One of the most powerful criticisms of Christians in the West today is that we seem no different to anyone else living in society. Our values, lifestyle, choices are pretty much the same as those who have no faith or a different faith. ‘You’re no better than the rest of us,’ is a common refrain. Is it true? Take a few seconds to think about that before reading on.

If we followed Jesus and his teachings then surely it would not be the case. Our lives would be radically different. One of the problems in the Western church for so many centuries is that we have been too focussed on what we believe about Jesus the person – and especially his death – and let his lifestyle and teaching be marginalised. In an effort to defend him as the true saviour, we have allowed his ethics to become quite fuzzy.

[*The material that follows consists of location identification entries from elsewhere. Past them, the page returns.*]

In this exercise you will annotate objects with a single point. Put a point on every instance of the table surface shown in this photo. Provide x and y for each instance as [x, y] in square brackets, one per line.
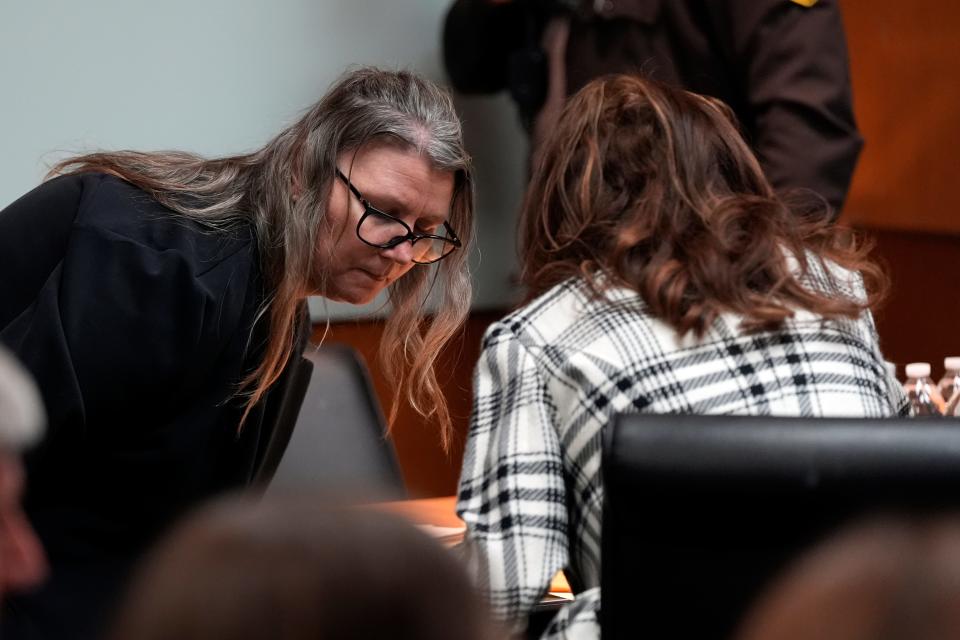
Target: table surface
[442, 512]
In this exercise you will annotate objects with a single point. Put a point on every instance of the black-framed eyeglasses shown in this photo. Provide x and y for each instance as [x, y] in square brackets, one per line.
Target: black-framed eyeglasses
[384, 231]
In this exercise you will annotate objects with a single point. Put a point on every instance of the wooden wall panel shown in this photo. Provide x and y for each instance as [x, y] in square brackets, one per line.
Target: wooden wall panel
[906, 89]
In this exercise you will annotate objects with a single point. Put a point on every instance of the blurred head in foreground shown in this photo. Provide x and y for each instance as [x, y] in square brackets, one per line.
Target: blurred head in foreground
[289, 568]
[893, 579]
[22, 563]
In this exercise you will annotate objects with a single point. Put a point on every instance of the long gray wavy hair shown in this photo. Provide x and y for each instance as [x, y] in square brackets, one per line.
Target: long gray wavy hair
[366, 105]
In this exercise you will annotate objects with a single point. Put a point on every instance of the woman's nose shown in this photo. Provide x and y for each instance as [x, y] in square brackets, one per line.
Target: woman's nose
[403, 253]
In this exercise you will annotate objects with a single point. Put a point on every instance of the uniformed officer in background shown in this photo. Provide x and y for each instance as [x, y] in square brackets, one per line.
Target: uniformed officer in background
[780, 64]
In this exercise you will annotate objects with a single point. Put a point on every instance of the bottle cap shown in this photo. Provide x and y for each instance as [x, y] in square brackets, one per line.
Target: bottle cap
[918, 370]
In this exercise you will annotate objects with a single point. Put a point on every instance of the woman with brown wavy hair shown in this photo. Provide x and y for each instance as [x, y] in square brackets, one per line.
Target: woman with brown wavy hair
[158, 297]
[663, 275]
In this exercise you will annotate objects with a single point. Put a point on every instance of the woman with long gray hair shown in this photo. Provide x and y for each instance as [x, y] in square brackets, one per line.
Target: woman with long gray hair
[159, 297]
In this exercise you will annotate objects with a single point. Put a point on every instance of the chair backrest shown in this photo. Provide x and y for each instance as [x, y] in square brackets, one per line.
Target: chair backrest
[700, 512]
[339, 443]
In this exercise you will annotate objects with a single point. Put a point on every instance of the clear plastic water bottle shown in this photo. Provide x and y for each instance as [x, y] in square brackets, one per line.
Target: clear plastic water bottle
[949, 384]
[925, 398]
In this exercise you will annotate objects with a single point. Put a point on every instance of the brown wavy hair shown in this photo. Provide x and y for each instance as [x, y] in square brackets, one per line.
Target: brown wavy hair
[653, 188]
[365, 106]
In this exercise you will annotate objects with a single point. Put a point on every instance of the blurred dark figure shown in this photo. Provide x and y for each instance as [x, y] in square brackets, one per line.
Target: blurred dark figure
[781, 64]
[22, 562]
[889, 579]
[290, 568]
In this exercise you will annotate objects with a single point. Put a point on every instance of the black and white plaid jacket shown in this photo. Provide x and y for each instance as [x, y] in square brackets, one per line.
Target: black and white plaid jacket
[553, 373]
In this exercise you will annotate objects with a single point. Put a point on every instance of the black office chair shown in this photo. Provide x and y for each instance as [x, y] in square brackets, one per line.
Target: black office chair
[336, 441]
[701, 512]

And yet Jesus was a teacher as well as a saviour. In fact this is an emphasis that Matthew wants us to grasp right from the start of his account of the Sermon on the Mount. ‘He opened his mouth and began to teach them,’ Matthew tells us. And for the next three chapters the author of the first Gospel lists the ethical demands that Jesus makes of his followers. It is teaching about how to live, what choices to make, and what lifestyle to adopt. It is teaching to be put into practice in the everyday. And if we followed it then we surely would live radically different lives.

For my own part I know how much emphasis I have put on belief compared to lifestyle, on orthodoxy compared to orthopraxis. In an attempt to avoid the label ‘not healthy in the faith’, ethics took a back seat. How about you?